Luis XIV, el Rey Sol, astro mayor del absolutismo europeo, danzaba en Versalles mientras el mundo giraba a su alrededor. Todo era orden, simetría, pompa, mármol. Pero el Sol también tenía sombras. Y una de ellas ardía en la carne: una fístula anal que lo hizo sufrir durante años, en silencio, como sufren los dioses cuando no pueden permitirse la debilidad.
El cuerpo del rey no era un cuerpo privado: era el cuerpo del Estado. Cada dolor era una amenaza política. Cada sangrado, un presagio. Y sin embargo, ahí estaba: el monarca más poderoso de Europa, reducido a la fragilidad última del ser humano.
La medicina de su tiempo no curaba: tanteaba. Quemaba. Fallaba. Empeoraba. Hasta que Charles-François Félix —cirujano, alquimista del bisturí— entendió que no había remedio sin riesgo. Inventó instrumentos, ensayó con otros cuerpos, pagó con carne ajena el conocimiento que salvaría al rey. Ciencia naciendo en la penumbra moral.
En 1686, Luis XIV fue operado. La postura no fue real. El dolor, sí. Y el milagro ocurrió: el rey sanó. El Sol volvió a montar a caballo. El orden del mundo se restableció.
Francia celebró. No solo al monarca, sino a la victoria sobre la corrupción de la carne. Hubo procesiones, misas, cantos. Y la música —esa forma elevada de la gratitud— hizo lo que siempre hace: fijó el acontecimiento en la memoria colectiva.
Grand Dieu, sauve le Roi.
Gran Dios, salva al Rey.
No importa tanto si ese canto fue compuesto exactamente para esa curación o si la tradición exageró el motivo. Importa algo más profundo: la música nació para glorificar la supervivencia del poder. Para pedir que el cuerpo del rey no volviera a fallar. Para suplicar estabilidad al cielo.
Las melodías viajan mejor que los ejércitos. Cruzan fronteras sin pasaporte. Años después, Georg Friedrich Händel escuchó aquella música en Francia. La guardó en algún pliegue de la memoria, como se guardan las cosas que aún no saben para qué servirán.

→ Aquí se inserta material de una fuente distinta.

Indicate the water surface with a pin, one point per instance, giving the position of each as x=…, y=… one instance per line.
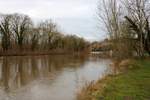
x=55, y=77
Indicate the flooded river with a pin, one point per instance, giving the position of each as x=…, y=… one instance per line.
x=55, y=77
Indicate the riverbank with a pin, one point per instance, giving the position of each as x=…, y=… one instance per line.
x=38, y=53
x=133, y=83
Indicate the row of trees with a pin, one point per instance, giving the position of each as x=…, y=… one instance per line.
x=18, y=32
x=127, y=22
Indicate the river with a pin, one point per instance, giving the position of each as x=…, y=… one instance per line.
x=54, y=77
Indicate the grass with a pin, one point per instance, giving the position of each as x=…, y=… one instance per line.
x=132, y=84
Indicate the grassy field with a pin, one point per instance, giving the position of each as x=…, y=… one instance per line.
x=132, y=84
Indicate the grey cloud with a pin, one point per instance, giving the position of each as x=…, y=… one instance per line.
x=74, y=16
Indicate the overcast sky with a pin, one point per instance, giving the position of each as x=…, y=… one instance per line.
x=73, y=16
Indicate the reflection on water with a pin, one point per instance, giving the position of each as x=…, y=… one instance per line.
x=47, y=77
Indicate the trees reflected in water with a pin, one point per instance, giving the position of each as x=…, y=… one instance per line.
x=20, y=71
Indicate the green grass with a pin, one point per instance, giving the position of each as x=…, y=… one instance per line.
x=134, y=84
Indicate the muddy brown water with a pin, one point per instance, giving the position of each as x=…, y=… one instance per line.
x=55, y=77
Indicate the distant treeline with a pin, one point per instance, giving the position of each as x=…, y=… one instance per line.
x=19, y=33
x=128, y=25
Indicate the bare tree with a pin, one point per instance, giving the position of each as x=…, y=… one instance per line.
x=21, y=25
x=138, y=17
x=5, y=30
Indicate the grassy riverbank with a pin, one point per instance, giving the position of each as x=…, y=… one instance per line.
x=132, y=84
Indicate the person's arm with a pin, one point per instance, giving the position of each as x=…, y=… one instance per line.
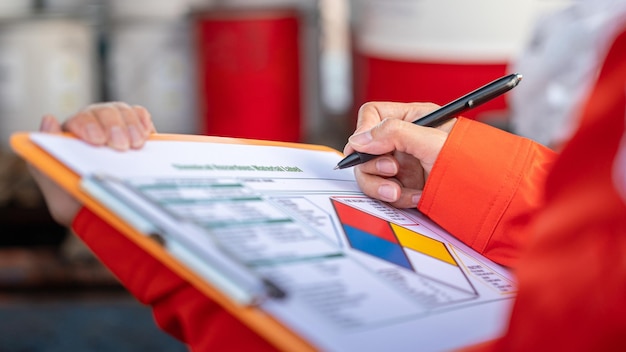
x=474, y=180
x=484, y=186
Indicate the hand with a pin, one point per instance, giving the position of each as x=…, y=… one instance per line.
x=113, y=124
x=408, y=151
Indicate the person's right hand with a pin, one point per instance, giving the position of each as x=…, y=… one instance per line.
x=116, y=125
x=407, y=151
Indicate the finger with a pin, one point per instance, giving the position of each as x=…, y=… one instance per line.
x=49, y=124
x=133, y=126
x=384, y=166
x=86, y=126
x=145, y=118
x=424, y=143
x=372, y=113
x=377, y=187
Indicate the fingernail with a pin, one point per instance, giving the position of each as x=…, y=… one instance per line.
x=387, y=193
x=361, y=138
x=415, y=199
x=94, y=133
x=45, y=124
x=118, y=139
x=136, y=139
x=386, y=166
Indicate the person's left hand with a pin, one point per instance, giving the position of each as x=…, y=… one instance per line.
x=116, y=125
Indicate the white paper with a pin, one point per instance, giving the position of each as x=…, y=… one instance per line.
x=359, y=274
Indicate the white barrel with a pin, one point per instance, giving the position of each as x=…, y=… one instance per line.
x=437, y=50
x=446, y=30
x=149, y=9
x=16, y=8
x=46, y=66
x=150, y=64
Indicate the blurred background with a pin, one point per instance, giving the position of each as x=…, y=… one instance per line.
x=290, y=70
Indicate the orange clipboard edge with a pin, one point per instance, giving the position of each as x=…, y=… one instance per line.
x=266, y=326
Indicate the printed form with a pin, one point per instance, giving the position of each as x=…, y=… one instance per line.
x=359, y=274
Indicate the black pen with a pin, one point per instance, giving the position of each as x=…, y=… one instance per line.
x=451, y=110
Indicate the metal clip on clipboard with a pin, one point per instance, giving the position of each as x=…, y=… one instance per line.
x=189, y=243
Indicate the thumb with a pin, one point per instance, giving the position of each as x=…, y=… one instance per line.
x=424, y=143
x=49, y=124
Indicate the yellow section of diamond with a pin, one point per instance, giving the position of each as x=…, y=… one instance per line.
x=420, y=243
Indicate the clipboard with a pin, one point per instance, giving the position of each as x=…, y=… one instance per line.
x=471, y=287
x=272, y=330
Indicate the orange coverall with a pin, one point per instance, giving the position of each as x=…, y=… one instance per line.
x=557, y=219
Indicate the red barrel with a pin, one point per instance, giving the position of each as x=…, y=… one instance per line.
x=249, y=73
x=383, y=79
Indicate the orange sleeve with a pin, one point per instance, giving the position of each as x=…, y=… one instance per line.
x=484, y=185
x=178, y=307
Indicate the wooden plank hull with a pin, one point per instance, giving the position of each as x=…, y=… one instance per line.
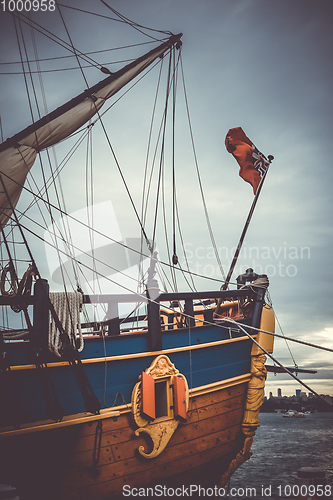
x=97, y=459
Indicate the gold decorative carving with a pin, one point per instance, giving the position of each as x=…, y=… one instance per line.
x=161, y=429
x=255, y=395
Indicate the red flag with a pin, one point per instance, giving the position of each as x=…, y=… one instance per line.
x=253, y=164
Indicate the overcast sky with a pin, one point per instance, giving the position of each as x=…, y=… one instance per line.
x=263, y=65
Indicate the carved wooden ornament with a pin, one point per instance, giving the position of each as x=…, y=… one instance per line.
x=159, y=402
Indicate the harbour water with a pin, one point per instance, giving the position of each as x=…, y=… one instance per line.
x=281, y=447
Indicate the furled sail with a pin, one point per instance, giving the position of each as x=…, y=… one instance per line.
x=17, y=154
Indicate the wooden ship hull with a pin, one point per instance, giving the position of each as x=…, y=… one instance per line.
x=168, y=394
x=200, y=433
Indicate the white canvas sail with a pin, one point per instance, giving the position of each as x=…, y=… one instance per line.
x=18, y=154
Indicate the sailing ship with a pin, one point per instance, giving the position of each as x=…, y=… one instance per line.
x=154, y=386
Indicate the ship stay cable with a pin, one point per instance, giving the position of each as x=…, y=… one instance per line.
x=199, y=180
x=281, y=365
x=166, y=264
x=36, y=138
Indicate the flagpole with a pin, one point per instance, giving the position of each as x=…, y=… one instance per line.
x=247, y=223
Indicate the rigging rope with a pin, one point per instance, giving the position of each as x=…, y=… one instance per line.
x=199, y=180
x=67, y=307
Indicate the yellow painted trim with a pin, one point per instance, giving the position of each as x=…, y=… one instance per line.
x=217, y=386
x=116, y=411
x=137, y=354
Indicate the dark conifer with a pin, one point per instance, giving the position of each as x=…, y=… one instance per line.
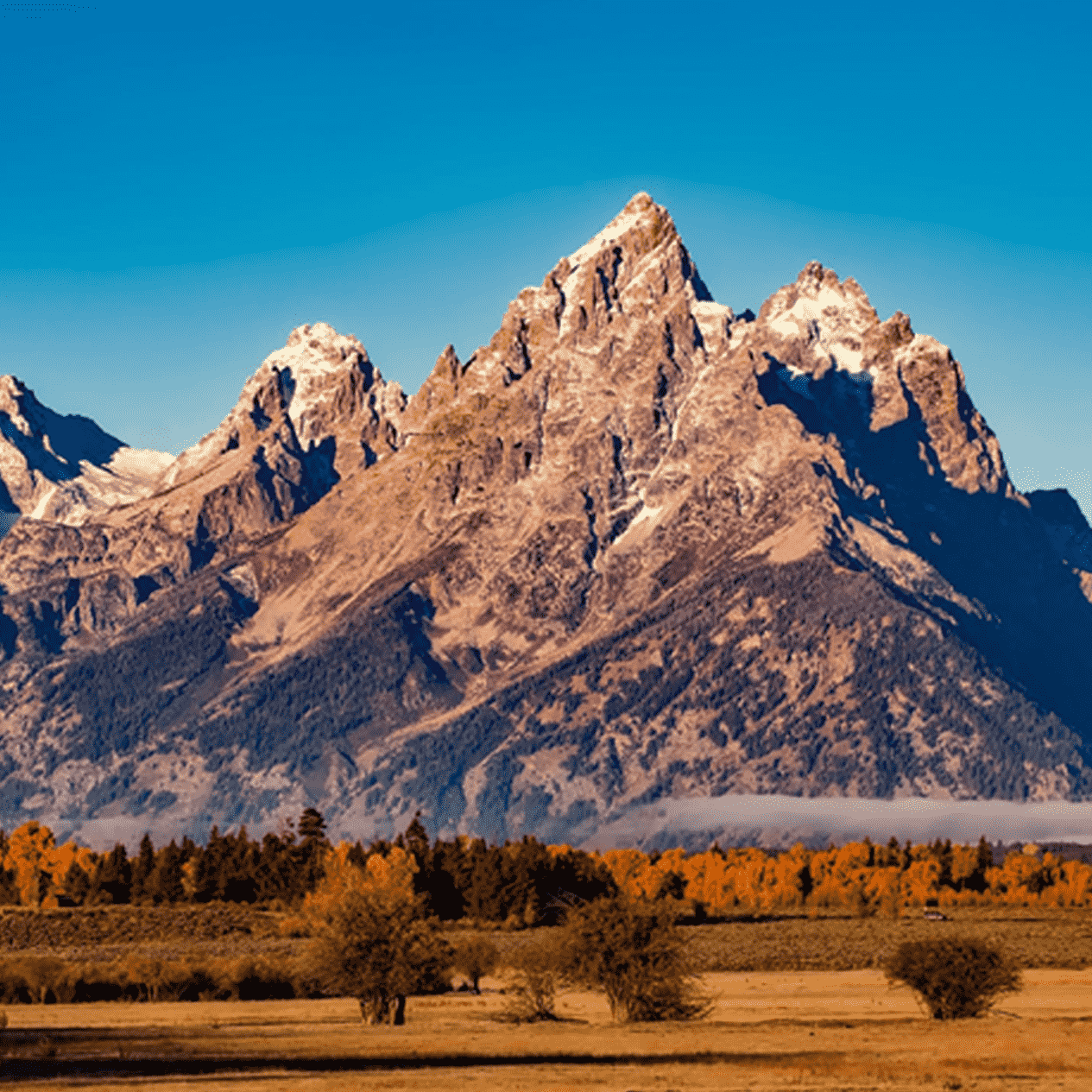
x=165, y=884
x=77, y=885
x=112, y=879
x=143, y=869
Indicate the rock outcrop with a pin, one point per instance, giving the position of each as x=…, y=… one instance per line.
x=635, y=547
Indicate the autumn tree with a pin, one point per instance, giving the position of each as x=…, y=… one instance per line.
x=28, y=856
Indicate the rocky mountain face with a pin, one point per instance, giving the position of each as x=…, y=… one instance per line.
x=64, y=469
x=637, y=547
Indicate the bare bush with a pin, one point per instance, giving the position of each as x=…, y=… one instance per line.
x=633, y=950
x=477, y=956
x=534, y=977
x=380, y=949
x=955, y=979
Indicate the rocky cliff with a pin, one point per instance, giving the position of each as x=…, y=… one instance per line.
x=635, y=547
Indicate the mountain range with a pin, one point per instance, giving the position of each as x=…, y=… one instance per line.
x=637, y=548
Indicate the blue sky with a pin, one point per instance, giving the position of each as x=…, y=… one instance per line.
x=182, y=184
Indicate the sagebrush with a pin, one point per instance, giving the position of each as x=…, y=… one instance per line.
x=955, y=979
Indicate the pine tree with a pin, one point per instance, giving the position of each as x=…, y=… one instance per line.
x=165, y=884
x=112, y=879
x=75, y=885
x=312, y=849
x=143, y=869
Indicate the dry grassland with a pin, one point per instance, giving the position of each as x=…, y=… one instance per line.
x=800, y=1030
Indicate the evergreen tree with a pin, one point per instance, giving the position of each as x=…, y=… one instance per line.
x=143, y=869
x=165, y=884
x=112, y=879
x=75, y=885
x=312, y=849
x=276, y=873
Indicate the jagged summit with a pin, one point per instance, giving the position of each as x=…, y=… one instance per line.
x=65, y=469
x=634, y=547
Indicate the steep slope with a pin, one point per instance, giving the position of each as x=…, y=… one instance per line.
x=64, y=468
x=634, y=547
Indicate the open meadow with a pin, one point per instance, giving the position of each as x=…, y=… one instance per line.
x=798, y=1002
x=802, y=1030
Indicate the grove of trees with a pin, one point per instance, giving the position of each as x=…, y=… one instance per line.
x=527, y=884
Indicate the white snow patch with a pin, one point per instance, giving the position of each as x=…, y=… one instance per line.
x=808, y=310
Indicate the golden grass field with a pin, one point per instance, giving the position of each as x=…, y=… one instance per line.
x=796, y=1030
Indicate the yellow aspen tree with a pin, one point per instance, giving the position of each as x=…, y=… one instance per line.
x=783, y=888
x=631, y=872
x=28, y=857
x=59, y=861
x=391, y=876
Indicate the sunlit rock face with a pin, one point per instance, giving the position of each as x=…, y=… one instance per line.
x=637, y=547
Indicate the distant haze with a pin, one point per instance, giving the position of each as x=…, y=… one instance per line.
x=778, y=821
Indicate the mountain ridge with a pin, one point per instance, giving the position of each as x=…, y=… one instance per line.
x=635, y=547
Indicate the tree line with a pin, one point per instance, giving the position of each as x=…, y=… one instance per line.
x=527, y=884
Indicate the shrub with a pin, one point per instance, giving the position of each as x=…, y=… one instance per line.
x=955, y=979
x=633, y=950
x=477, y=956
x=536, y=969
x=380, y=948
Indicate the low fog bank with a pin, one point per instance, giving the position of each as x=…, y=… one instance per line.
x=777, y=823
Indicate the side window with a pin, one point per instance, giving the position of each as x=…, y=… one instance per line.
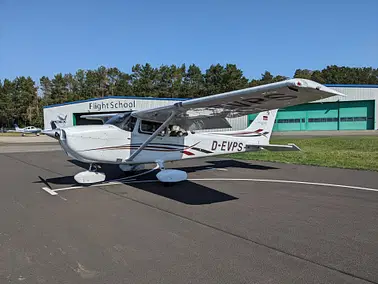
x=176, y=131
x=149, y=127
x=129, y=125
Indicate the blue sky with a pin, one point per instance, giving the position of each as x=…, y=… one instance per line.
x=47, y=37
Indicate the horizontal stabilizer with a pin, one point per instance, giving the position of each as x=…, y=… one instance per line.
x=272, y=147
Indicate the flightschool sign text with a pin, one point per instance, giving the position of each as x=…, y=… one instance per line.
x=99, y=106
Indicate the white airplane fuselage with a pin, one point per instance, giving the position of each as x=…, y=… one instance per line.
x=112, y=145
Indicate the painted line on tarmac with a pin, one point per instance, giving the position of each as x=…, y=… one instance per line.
x=287, y=181
x=130, y=181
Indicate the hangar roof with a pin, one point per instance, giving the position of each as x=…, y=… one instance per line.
x=181, y=99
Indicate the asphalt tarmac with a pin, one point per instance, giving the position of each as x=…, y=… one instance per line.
x=218, y=227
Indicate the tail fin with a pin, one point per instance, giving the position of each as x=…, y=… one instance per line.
x=263, y=124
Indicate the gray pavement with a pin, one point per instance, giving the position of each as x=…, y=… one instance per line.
x=194, y=232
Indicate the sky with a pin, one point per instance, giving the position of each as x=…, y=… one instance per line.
x=43, y=37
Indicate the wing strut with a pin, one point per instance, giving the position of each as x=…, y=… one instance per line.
x=141, y=147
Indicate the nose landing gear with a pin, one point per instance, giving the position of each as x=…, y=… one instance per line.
x=90, y=176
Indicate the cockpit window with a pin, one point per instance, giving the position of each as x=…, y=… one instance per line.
x=124, y=121
x=118, y=120
x=149, y=127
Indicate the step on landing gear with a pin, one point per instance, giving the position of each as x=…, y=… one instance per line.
x=169, y=177
x=131, y=168
x=90, y=176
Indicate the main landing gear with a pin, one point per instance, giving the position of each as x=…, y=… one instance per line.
x=90, y=176
x=166, y=176
x=170, y=176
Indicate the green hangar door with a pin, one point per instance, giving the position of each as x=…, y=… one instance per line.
x=353, y=115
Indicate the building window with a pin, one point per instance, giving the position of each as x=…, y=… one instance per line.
x=291, y=120
x=347, y=119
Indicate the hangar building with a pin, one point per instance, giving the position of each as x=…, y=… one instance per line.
x=357, y=111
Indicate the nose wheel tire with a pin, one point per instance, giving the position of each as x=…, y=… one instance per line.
x=91, y=176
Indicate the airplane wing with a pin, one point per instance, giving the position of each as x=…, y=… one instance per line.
x=238, y=103
x=273, y=147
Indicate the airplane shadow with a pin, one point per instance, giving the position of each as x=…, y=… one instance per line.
x=186, y=192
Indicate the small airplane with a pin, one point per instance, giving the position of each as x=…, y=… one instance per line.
x=27, y=130
x=163, y=134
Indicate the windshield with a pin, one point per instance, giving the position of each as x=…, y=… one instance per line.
x=119, y=120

Cuando Jorge I fue coronado rey de Inglaterra, Händel ya estaba ahí. Ajustó, transformó, reordenó. La melodía cambió de idioma, de reino, de destino.
God save the King.
Y así, lo que nació en torno a una herida secreta del absolutismo francés se convirtió en el himno de la monarquía británica y, con el tiempo, en símbolo de continuidad imperial. La música sobrevivió a los reyes. Incluso a la guillotina. Incluso a las revoluciones.
La ironía es perfecta:
el himno de la estabilidad nació del desorden del cuerpo,
el canto de la eternidad surgió de una infección,
la solemnidad imperial brotó del lugar más humano y vulnerable.
La Historia no es limpia. Nunca lo fue. Se escribe con sangre, con pus, con miedo… y con música. Y quizá por eso nos sigue hablando: porque no es una estatua, sino un organismo vivo.
Hoy, cuando los imperios tiemblan y los himnos ya no prometen lo que prometían, conviene recordar esta lección hipnótica:
el poder siempre pretende ser divino, pero siempre depende de un cuerpo.
Y todo cuerpo, tarde o temprano, duele.
Entre las sombras y Händel, entre la herida y la gloria, la música nos recuerda que incluso los símbolos más solemnes tienen un origen profundamente humano. Y que el futuro —si aprende algo— quizá sea menos arrogante y más consciente de su fragilidad.
Porque no hay himno que salve a un reino si no entiende primero de dónde viene su dolor.